In a later post discussing the relationship between faith and art, Haseltine says this:
“Jars of Clay has been called a “Christian” band for a long time. It has been truer in some years than others to what people believe that label actually is. We have chosen the title and despised it in equal measure. I honestly have never encountered a more vague and misinterpreted label so subjective in its usage to be deemed utterly useless in the public forum as the label, ‘Christian.’”
Using Christian as an adjective is, lastly, also significant with respect to how we self-identify as people of faith and identify other people of faith. Is it because of their character? Is it their life of prayer and how they pay attention to Jesus’ admonitions to love the least of these? Is it because they always carry a Bible or is it because they actually study the Bible and then apply it? Or is it because of all their Christian accessories? Because that’s what this is about. Faith as accessory. Jesus as a slogan. Christianity as a product. Advertised and bought and sold. The Jesus’ fish serves the same purpose as the Nike swish.
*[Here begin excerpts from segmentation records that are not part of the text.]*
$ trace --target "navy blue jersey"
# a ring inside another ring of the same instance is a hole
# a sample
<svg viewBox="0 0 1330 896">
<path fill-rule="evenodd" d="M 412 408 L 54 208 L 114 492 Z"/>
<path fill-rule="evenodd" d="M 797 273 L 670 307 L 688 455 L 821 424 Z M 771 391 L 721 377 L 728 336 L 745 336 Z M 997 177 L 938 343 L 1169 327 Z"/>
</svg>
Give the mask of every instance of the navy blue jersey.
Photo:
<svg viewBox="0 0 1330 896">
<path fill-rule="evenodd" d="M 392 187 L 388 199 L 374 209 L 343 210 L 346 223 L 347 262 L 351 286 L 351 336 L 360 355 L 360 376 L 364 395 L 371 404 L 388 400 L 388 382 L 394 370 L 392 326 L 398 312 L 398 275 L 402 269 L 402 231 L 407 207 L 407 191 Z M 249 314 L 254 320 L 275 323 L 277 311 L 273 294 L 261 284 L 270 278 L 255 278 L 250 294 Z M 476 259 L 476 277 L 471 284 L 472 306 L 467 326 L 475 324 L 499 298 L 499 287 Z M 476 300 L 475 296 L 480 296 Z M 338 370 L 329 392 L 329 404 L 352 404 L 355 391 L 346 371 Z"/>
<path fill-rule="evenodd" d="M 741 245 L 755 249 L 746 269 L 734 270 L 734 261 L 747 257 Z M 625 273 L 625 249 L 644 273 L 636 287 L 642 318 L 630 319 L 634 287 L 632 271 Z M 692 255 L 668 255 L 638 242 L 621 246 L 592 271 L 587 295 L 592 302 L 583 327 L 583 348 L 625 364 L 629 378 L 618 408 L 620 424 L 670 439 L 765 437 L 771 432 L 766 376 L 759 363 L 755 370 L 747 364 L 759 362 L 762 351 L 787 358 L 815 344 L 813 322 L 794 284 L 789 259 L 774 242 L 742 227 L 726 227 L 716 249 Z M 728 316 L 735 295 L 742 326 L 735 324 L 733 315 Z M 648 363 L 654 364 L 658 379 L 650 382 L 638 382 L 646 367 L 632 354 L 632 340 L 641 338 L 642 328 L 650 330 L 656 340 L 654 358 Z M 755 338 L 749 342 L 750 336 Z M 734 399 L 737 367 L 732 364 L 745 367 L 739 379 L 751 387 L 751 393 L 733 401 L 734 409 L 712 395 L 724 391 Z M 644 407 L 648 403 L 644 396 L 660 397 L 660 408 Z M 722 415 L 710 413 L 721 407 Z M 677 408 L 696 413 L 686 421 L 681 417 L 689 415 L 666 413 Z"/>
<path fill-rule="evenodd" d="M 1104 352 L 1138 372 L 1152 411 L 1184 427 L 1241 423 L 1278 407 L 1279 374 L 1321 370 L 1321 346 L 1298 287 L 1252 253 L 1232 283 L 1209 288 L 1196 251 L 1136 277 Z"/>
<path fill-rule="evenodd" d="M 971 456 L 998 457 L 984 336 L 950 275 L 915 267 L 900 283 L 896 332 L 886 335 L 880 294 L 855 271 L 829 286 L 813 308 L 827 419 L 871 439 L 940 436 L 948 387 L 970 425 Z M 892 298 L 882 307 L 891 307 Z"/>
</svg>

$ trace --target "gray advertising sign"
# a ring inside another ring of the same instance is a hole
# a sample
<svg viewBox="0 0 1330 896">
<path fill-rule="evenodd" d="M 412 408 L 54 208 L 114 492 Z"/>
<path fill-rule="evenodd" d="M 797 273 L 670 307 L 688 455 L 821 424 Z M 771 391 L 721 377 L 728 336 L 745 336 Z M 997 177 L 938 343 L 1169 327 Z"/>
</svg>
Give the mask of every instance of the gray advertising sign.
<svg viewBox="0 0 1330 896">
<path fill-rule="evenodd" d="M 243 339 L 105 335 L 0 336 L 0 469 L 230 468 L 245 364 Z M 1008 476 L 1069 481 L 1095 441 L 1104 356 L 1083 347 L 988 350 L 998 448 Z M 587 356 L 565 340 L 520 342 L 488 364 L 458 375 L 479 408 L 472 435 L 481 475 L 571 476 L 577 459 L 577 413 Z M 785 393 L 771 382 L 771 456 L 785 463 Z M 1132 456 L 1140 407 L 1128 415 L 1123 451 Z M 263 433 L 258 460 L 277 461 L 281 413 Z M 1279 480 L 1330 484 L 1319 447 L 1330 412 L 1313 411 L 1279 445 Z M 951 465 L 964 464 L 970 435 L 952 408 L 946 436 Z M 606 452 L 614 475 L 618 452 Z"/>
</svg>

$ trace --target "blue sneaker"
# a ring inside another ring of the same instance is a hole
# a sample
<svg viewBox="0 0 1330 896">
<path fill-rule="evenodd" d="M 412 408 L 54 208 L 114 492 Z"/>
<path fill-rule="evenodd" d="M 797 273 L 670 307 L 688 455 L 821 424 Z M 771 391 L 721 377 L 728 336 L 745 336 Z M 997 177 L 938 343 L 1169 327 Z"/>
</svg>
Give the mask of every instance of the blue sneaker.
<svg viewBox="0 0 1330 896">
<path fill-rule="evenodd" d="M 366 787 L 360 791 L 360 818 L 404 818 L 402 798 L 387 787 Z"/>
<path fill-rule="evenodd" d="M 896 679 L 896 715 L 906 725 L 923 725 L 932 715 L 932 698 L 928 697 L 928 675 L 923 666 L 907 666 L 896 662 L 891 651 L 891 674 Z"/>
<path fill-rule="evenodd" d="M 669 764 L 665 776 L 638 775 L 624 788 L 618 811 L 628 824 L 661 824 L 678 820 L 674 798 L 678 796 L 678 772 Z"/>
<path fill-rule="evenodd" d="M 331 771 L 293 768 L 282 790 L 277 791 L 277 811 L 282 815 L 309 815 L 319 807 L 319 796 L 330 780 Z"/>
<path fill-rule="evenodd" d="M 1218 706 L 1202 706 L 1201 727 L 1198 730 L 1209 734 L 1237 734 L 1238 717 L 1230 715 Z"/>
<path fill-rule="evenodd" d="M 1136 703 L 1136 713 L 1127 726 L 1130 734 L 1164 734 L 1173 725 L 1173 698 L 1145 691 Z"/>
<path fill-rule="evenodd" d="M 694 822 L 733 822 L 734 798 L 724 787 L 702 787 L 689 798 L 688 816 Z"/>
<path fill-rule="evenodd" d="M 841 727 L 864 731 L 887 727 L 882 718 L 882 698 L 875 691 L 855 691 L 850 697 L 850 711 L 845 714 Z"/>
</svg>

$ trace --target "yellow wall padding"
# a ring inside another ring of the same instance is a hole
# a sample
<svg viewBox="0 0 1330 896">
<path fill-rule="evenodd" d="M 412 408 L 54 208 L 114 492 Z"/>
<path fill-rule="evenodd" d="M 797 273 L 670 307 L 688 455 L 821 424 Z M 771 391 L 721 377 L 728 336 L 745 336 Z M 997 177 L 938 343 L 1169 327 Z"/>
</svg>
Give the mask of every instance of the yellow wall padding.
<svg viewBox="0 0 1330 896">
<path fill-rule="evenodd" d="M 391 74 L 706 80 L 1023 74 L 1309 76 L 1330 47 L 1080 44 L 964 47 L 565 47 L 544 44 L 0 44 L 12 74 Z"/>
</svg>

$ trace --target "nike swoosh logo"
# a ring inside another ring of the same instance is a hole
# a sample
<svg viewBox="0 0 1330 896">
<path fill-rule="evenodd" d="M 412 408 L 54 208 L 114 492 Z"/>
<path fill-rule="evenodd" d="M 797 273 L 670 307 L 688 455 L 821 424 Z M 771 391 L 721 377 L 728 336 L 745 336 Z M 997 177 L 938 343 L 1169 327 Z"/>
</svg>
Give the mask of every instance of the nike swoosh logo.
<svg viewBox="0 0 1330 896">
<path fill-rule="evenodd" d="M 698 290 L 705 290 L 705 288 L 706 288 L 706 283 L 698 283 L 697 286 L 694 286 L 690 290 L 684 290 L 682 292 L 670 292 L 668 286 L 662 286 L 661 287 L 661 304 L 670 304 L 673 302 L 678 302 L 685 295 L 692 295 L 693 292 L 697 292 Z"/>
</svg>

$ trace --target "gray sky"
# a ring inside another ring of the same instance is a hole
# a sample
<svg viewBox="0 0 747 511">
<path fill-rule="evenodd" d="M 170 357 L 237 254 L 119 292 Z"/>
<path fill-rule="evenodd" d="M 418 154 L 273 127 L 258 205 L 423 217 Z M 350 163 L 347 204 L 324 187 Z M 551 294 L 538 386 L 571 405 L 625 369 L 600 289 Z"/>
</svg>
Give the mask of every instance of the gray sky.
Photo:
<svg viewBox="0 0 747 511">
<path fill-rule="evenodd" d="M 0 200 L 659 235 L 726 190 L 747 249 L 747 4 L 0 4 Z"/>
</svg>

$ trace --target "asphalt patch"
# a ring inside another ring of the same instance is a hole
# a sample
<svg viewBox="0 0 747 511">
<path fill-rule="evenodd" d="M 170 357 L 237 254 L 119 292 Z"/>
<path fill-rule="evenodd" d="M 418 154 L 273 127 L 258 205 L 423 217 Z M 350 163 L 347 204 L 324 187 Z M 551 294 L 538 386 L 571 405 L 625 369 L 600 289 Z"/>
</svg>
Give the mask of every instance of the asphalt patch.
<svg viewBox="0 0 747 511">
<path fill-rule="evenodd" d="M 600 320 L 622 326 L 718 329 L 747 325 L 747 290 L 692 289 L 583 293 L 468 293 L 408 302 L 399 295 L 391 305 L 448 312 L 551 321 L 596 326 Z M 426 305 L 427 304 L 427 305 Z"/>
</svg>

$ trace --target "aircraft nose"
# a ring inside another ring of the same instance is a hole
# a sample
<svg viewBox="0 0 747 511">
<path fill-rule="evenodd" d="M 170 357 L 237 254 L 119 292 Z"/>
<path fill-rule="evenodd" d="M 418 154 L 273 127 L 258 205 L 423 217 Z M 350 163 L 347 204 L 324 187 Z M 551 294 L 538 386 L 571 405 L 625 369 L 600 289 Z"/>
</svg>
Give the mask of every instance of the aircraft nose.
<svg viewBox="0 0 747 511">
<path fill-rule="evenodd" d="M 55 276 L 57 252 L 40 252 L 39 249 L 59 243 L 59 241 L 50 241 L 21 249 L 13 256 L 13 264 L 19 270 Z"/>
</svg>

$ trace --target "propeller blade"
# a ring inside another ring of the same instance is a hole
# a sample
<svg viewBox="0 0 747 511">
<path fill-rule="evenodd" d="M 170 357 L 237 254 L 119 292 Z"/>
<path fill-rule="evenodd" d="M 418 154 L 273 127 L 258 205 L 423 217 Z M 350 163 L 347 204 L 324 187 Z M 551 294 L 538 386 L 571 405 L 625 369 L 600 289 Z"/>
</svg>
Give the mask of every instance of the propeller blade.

Holiness, love, grace, reconciliation are the marks of Christian identity. If only those of us who are Christian were more robustly so, using the word Christian as an adjective would be unnecessary. It would be enough to use it as a noun. This is also the case for objects of artistic expression. Whether or not a given song, for example, is Christian would not depend solely on the lyrics to the song but on the character of the song-writer. As I said, the better and stronger the noun, the less useful and necessary the adjective. Especially when it comes to the word Christian.